Темные ресницы дрогнули, взлетели, как крылья бабочки. Она непонимающе уставилась на Оллина, а он… заглянул в ее серые глаза и утонул в их чистой глубине. Он, не его дракон. Еще один взмах ресниц, тело женщины напряглось, и она как бы невзначай прижала к груди покрывало и принялась медленно сползать с дивана. Оллин насторожился. Снова неприятная, тянущая боль неведомо откуда. Как будто перетекает под кожей, из-под ребер — к животу, оттуда — к пояснице. Губы женщины решительно сжались, и она уже было дернулась, чтобы окончательно вскочить на ноги, но Оллин опередил. Схватил за руку.
— Подожди! Не надо, подожди! Я не причиню тебе вреда.
Она замерла, как будто окаменела. Посмотрела на Оллина, затем перевела взгляд на его пальцы, сомкнувшиеся на ее предплечье. И тихо проговорила:
— Я тебя… понимаю.
Сказала это, ларх побери, на общем языке Федерации!
Но откуда?.. Или эта планета не так проста, как кажется?
— Это… это хорошо, — Оллин несколько растерялся, все еще продолжая тонуть в ее больших, блестящих словно бриллианты глазах.
Потом, через силу, все же разжал пальцы.
— Как тебя зовут? — спросил осторожно. — У тебя же есть имя?
Боль снова вернулась под грудину. И это Оллину совсем, совсем не нравилось.
— Айрис, — ответила она.
— Айрис, — повторил он и тут же пришел к выводу, что не слышал ничего благозвучнее этого имени, — пожалуйста, не бойся меня. Я не сделаю тебе ничего плохого.
И с трудом удержался, чтобы не сгрести ее в охапку и не прижать к себе — сильно, властно, прикусывая нежную кожу за ушком.
Он тряхнул головой, отгоняя навязчивое видение.
— За что тебя хотели утопить? — спросил.
Айрис прижала одеяло к груди и быстро огляделась. На бледном лице появилось выражение страха.
— Меня… потому что я побывала у Проклятых, была избрана проклятием, несла в себе скверну. А ты… ты тоже… один из них?
— У Проклятых? — Оллин задумался. — Я не понимаю, о чем ты.
— Они черны как ночь, и на голове костяной венец, — мрачно пояснила Айрис. — Я попалась им, но смогла бежать… теперь храмовники считают, что на мне скверна. От таких у нас избавляются.
— А, это ты про криссан, — догадался Оллин, — я тоже их видел. А почему они Проклятые?
— Нам так говорят, — и Айрис поежилась, закапываясь в одеяло поглубже.

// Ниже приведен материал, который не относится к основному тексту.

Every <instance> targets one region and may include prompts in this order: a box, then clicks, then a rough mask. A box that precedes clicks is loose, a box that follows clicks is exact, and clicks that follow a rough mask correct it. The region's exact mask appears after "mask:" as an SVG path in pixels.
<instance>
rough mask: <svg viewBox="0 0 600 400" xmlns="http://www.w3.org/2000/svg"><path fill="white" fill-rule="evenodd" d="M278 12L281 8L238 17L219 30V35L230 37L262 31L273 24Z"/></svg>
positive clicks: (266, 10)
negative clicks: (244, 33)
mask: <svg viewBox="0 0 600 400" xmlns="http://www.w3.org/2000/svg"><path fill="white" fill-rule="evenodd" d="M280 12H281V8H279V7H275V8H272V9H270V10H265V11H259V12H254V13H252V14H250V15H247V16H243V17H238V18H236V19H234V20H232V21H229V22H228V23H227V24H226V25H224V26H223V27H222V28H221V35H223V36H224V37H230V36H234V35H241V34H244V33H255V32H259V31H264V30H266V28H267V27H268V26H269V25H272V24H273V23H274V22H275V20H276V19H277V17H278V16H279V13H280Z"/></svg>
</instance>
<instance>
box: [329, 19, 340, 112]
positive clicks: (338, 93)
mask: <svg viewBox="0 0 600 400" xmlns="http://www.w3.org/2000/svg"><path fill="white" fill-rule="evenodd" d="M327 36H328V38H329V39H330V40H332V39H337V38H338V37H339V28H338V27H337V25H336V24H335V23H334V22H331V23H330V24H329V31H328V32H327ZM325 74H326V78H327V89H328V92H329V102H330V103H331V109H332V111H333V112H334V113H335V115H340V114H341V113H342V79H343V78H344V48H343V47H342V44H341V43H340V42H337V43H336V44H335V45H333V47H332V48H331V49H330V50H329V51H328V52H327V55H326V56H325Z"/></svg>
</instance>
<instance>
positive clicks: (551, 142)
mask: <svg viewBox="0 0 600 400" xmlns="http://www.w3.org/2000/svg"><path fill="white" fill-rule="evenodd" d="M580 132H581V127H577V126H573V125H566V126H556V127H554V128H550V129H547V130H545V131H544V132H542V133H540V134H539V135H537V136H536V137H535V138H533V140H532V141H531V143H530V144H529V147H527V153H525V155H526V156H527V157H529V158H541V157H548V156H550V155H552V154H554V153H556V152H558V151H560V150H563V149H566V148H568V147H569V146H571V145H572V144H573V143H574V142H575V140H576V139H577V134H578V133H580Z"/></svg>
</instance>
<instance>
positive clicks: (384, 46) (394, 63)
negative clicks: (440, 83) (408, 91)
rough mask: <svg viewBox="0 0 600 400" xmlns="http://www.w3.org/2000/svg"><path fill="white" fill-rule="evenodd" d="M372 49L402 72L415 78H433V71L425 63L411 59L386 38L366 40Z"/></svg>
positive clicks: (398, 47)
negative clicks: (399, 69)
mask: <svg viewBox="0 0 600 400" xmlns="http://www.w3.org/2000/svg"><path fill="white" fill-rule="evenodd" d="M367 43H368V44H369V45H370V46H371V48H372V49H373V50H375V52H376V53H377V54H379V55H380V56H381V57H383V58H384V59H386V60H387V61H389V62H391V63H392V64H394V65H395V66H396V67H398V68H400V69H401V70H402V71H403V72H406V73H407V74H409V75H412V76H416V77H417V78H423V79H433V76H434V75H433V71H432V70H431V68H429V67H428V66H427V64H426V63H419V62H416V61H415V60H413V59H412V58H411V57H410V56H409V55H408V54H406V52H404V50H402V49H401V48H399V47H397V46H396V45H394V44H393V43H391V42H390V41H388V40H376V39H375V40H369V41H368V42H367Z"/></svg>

— Но теперь ты умерла для всех.
И он все-таки не удержался, коснулся шрама на скуле, провел по нему пальцем. О ларх, как она пахла. И Оллин почти представил себе, как опрокинет на диван, отбросит в сторону ненужное одеяло и будет жадно и долго целовать ее совершенное тело, маленькую аккуратную грудь, плоский живот, опускаясь все ниже и ниже… Но вместо этого поднялся на ноги и обронил:
— Я дам тебе одежду.
— Я не знаю, кто ты, — почти прошептала она, — ты такой же, как Проклятые?